The trees themselves have proven to be very old for carbon dating approaches, although DeLong and her colleagues have been able to approximate that the forest, which is detailed in a ScienceDirect report, died and was quickly buried from 50,000 to 70,000 years back.
He had never seen the tiny mussel in the past saying, she thought, "What on Earth is this thing?" Additionally, the trees do not exhibit indications of impairment from disease, fire or insects.
The scientists think the forest was possibly wiped out in a severe flood, or by a saltwater influx from rising seas. Whatever occurrence killed off the forest was sudden, explained DeLong.
Tree Rings
Records of tree rings specify that as trees were stressed for the past eight decades of their lives, they all died within a single year.
Given how well preserved the wood has been, even the bark being intact, the trees must have been in mud soon after, which shielded them from decomposing.
This is usually what one would find in a swamp where he doesn't have a lot of water mixing and the absence of oxygen, added DeLong.
As sea levels rose, sand covered all traces and mud of the forest disappeared underneath the waves. More so, the forest stayed hidden until in 2004, Hurricane Ivan hit through the Gulf Mexico.

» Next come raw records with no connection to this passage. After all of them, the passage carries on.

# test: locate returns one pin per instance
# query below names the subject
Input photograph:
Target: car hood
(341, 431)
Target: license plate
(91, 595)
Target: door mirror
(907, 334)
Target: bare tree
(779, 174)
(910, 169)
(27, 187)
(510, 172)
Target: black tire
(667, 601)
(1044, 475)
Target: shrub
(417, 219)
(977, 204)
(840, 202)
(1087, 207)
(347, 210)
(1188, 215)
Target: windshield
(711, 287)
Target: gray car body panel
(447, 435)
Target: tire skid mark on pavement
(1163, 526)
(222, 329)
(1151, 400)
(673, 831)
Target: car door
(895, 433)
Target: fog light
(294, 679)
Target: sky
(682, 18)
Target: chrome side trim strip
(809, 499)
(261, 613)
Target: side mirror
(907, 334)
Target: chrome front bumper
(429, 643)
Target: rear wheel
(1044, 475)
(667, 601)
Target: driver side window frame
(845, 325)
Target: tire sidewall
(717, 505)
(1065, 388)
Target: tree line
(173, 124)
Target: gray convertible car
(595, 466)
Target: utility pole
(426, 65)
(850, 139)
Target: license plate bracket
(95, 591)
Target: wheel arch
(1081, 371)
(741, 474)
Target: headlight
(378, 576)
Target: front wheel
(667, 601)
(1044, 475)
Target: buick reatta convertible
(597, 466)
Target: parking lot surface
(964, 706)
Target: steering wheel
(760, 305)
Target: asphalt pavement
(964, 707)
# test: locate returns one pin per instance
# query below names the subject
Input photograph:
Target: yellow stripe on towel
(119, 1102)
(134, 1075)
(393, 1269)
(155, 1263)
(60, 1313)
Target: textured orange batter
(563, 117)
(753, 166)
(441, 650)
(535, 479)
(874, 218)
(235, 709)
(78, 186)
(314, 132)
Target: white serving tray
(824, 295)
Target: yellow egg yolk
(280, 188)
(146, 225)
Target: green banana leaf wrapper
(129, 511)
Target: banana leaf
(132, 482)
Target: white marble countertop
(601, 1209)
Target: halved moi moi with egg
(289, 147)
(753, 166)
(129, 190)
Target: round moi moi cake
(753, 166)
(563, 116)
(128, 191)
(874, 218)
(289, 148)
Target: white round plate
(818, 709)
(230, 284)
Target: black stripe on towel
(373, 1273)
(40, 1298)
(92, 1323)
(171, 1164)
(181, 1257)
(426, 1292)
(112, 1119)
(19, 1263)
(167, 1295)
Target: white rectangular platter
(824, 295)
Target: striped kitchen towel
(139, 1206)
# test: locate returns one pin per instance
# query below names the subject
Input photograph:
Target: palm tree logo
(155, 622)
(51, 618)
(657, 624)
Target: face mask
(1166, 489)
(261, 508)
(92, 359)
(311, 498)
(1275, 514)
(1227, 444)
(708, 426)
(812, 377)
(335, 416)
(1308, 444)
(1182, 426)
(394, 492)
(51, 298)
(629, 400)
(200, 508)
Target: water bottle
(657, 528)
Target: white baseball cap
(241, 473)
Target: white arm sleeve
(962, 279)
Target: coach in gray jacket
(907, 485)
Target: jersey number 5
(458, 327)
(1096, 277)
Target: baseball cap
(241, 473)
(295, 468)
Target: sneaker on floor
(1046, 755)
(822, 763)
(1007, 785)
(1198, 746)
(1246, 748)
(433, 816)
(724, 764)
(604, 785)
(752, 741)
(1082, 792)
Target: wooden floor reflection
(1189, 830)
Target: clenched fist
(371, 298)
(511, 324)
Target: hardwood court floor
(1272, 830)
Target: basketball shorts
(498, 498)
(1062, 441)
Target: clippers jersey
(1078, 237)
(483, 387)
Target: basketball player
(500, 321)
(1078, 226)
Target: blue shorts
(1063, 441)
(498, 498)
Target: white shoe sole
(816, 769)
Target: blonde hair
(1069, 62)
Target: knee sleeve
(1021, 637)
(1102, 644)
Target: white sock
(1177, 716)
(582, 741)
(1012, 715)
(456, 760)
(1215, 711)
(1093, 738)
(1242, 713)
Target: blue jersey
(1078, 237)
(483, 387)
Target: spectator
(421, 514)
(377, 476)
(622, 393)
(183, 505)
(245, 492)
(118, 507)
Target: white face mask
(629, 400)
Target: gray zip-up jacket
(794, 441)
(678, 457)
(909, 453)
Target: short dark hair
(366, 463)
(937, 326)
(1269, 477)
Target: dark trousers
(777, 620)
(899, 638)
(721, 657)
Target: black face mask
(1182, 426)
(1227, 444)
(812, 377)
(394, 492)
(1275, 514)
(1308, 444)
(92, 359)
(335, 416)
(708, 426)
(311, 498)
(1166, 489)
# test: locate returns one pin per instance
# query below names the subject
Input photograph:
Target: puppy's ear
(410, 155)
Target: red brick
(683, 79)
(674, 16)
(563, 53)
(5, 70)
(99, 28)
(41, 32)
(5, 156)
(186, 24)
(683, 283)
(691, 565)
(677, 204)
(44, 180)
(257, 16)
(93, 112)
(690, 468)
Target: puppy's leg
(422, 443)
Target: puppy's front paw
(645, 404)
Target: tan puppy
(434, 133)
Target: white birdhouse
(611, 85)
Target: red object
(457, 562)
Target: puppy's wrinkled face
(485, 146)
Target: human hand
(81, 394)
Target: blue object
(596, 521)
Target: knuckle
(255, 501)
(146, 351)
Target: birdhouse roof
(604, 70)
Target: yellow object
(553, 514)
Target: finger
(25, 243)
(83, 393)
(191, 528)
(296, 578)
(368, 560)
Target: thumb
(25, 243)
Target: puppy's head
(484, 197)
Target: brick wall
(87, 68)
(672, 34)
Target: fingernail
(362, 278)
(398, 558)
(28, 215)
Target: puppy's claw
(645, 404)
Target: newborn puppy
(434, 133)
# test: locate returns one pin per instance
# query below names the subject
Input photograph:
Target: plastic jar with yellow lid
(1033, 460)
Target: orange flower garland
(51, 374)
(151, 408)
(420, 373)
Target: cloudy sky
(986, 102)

Marine Animals Rapidly Taking Advantage of the New Habitat
Ivan had already devastated numerous Caribbean islands and killed more than 60 people before it made a landfall in Alabama with sustained winds roughly 120 mph.
This strong storm kicked up 90-foot waves in the Gulf, scouring nearly 10 feet of sand off the seafloor, excavating a half square-mile field of significantly well-preserved stamps and forest residues.
Marine animals rapidly took advantage of the new habitat. Whereas a wood-eating invertebrate, which is described in the National Trust website, such as the shipworm, may appear like a strange place to search for a drug compound, the study investigators have been growingly turning toward the ocean for new drugs.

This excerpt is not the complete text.